The 34-year-old Dominican Republic veteran was deemed the underdog entering the games, but defeated all odds claiming the gold in style, beating out the favorites Michael Tinsley of the USA and Javier Culson of Puerto Rico.
Sanchez, who last donned the gold medal at the Athens Olympics in 2004, had an emotionally fuelled win. After the race Felix dropped to his knees and revealed a picture of his late Grandmother whom he had dedicated the race to.
Felix had always promised himself he would win a medal for his grandmother and he made that a reality on Monday night.
According to the Star, after the race Felix said, "It's just an amazing feeling. Then when I was on the podium and it started raining it felt like my grandmother was crying tears of joy.”
Sally Pearson ended Australia’s medal drought with her gold medal in the 100-meter hurdles.
Pearson admitted it had been her dream to win gold for Australia since she saw Cathy Freedman win an emotion packed 400-meter race in Sydney.

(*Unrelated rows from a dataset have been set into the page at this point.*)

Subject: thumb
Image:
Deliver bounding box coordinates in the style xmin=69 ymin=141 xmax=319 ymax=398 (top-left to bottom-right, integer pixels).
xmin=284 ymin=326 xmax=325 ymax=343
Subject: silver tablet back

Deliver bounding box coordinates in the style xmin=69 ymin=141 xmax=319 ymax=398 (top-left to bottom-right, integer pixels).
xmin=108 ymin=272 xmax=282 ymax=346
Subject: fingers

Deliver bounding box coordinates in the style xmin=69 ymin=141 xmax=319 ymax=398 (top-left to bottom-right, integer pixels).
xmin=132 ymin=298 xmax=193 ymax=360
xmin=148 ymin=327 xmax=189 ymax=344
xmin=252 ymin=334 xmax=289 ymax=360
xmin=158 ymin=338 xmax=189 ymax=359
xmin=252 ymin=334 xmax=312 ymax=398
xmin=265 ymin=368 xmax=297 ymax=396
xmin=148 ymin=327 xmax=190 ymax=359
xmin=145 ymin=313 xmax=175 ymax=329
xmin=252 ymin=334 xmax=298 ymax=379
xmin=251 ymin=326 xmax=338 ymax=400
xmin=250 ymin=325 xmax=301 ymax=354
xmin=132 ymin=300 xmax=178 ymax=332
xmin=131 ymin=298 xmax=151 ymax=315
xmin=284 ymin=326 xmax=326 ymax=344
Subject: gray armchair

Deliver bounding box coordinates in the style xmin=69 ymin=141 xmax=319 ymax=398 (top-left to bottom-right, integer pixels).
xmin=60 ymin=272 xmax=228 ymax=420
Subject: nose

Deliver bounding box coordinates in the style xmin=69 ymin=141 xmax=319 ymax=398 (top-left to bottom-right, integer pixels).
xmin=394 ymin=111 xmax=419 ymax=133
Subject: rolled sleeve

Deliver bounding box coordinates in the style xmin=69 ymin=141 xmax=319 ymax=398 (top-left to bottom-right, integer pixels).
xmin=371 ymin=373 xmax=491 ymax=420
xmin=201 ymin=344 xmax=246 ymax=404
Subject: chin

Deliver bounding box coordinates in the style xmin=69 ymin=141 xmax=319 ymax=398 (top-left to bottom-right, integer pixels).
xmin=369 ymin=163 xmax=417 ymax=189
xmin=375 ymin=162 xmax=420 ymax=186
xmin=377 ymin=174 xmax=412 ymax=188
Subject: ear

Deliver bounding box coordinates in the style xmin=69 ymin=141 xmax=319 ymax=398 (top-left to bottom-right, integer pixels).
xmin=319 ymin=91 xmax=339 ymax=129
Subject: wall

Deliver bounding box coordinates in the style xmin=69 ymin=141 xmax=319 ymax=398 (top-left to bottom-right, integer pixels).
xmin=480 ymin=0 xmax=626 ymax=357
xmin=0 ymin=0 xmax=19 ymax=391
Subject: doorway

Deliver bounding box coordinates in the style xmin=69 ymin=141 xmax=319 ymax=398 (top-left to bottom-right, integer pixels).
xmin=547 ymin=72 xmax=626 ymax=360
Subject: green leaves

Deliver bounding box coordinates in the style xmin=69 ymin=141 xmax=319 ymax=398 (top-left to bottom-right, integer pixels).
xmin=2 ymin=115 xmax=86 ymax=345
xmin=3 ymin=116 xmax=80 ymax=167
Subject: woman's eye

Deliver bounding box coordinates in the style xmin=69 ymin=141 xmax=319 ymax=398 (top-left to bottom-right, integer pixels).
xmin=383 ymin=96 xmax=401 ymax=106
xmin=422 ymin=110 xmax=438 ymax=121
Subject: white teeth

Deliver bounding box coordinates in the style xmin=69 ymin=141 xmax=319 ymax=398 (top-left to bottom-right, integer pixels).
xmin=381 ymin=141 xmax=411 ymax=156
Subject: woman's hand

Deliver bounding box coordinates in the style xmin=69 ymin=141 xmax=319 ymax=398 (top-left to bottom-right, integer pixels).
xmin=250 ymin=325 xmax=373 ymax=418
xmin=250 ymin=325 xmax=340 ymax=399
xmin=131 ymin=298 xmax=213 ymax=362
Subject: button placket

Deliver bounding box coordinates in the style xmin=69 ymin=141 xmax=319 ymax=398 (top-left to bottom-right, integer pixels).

Pearson relegated Dawn Harper, the reigning Olympic Champion, into silver medal position in an action-fuelled final.
After crossing the line, Pearson was not certain was the gold hers and had a nervous wait, glaring at the big screen in the rain, but as her name flashed into the gold slot position, Pearson roared loudly and set off on a well deserved lap of honor.
The 100-meter hurdles is always an unpredictable event, and it proved to hold the 80,000 capacity’s attention at the Olympic Stadium as droves of track fan’s roared excitedly as Pearson launched Australia onto the gold medal position for the first time at this year’s games.
Mo Farah’s face is reminiscent of fellow Brit Kelly Holmes’ face when she claimed the gold medal in the 800-meter event in Athens eight years ago.
Both display complete disbelief.
Farah becomes the first Briton to ever win Olympic 10,000 meter gold, and what is even more spectacular is that Farah’s victory ends four successive Ethiopian wins.
Farah’s recipe for success stems from a disappointing Olympic games in Beijing where he vowed he would do all he could in his power to become the best in the world.
Nineteen-year-old Kirani James put Grenada on the map when he won the men’s 400-meter final, the first Olympic medal ever won by Grenada.
What is even more impressive is that James stopped the US’ string of gold medals in an event they have dominated since 1984.
James comes from a small fishing village and after the race he had no doubt that the partying had began back in Grenada when the Washington Post reported he had said, “Probably crazy at home.”
After the race James postponed his individual celebrations and a chance to greet the roaring crowd in order to congratulate his fellow competitors, a rare sight to see after an Olympic final.